Let me consider the first criterion—“nationally significant”. I intervened on the Chief Secretary—I am glad that he is back in his place—to ask whether there was any significance in the fact that the first criterion in the Treasury list is not repeated in the Bill. He assured me that I should not read anything into that. I remain slightly puzzled because, looking at the breadth of the definitions in clause 1(2), I am astonished at what is included. Many schemes that are in no way nationally significant could qualify under those criteria. I am therefore a little surprised that nationally significant schemes, which, I am sure, we all support, are not precisely defined as one of the priorities in the Bill. The lack of clarity on that and on the schemes that are likely to qualify make it hard to believe that the new guarantees will provide a rapid response to the problem of delayed or stalled infrastructure schemes.

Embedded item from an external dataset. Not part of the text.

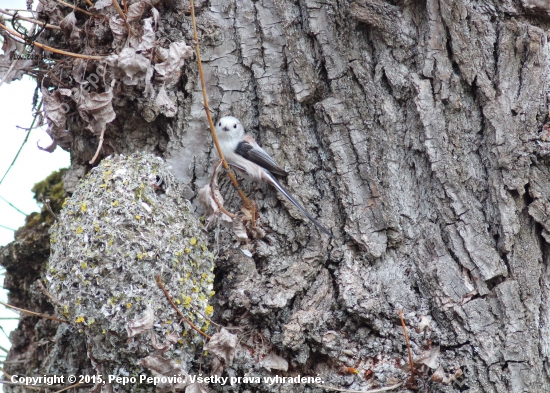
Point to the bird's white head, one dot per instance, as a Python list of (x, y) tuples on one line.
[(229, 127)]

In July, Lord Sassoon said that there were £40 billion-worth of projects in the national infrastructure plan that could be eligible for support under the scheme. He expressed the hope that the first guarantees would be granted this autumn. We are now only days from the official start of autumn, and just three months from its official end. Can we feel confident that Lord Sassoon’s expression of hope will be realised? [Interruption.] It is a very flexible autumn.
On housing, I am sceptical about the very ambitious targets for new homes. I think that the Chief Secretary referred to the possibility of up to 70,000 homes being started as a result of guarantees facilitated by the Bill. If we consider what is happening in the private sector, the problem is not supply, but lack of demand because people are nervous about their jobs and the economy, and because of the tight lending criteria that most lenders apply. The idea that simply facilitating additional supply by increasing loans will be a solution is somewhat optimistic. In the social housing sector, there is already a relatively well developed market for housing association bonds. Indeed, the trade magazine, Inside Housing, suggested that
“offering underwritten paper brings in uncertainty when it comes to take-up.”

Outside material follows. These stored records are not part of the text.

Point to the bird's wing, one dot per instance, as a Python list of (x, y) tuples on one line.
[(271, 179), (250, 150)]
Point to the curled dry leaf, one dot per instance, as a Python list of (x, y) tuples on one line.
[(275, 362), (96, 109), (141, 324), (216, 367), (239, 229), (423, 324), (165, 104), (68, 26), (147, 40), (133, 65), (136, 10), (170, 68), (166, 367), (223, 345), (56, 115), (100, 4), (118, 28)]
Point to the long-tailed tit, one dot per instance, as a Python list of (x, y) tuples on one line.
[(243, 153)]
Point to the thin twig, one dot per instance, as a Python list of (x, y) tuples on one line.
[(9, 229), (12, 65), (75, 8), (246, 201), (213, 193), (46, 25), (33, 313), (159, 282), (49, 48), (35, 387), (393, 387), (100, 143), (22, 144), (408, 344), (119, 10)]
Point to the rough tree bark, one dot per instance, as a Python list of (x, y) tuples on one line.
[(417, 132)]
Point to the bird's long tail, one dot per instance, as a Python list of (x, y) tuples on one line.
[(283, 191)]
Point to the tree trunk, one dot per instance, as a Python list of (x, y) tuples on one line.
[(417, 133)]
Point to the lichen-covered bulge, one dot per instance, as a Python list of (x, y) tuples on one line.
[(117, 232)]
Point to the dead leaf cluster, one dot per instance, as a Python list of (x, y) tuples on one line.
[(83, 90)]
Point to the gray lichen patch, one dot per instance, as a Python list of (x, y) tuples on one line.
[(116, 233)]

According to an article in the magazine on 7 September, Legal & General, one of the biggest buyers of social housing bonds, reportedly said that it
“‘may look elsewhere’ if government guarantees drove down the price of housing association bonds.”

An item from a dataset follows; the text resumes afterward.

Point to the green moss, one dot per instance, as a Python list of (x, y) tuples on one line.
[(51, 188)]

Other questions are highlighted in the latest issue of Inside Housing from 14 September:
“The social housing regulator is concerned that some housing associations are mistakenly planning to use the government’s commitment to underwrite borrowing to fund existing development plans or refinance more expensive debt already on their books”,
and the regulator is worried that that may result in schemes being delayed that otherwise would proceed while housing associations look for possible alternative funding sources. All in all, there are serious question marks about the scheme, and the Government’s confidence in unleashing a great quantity of new infrastructure investment seems to be misplaced. Having said that, it is not a bad Bill and the Labour party will not oppose it. We are, however, sceptical about whether it will deliver what it promises.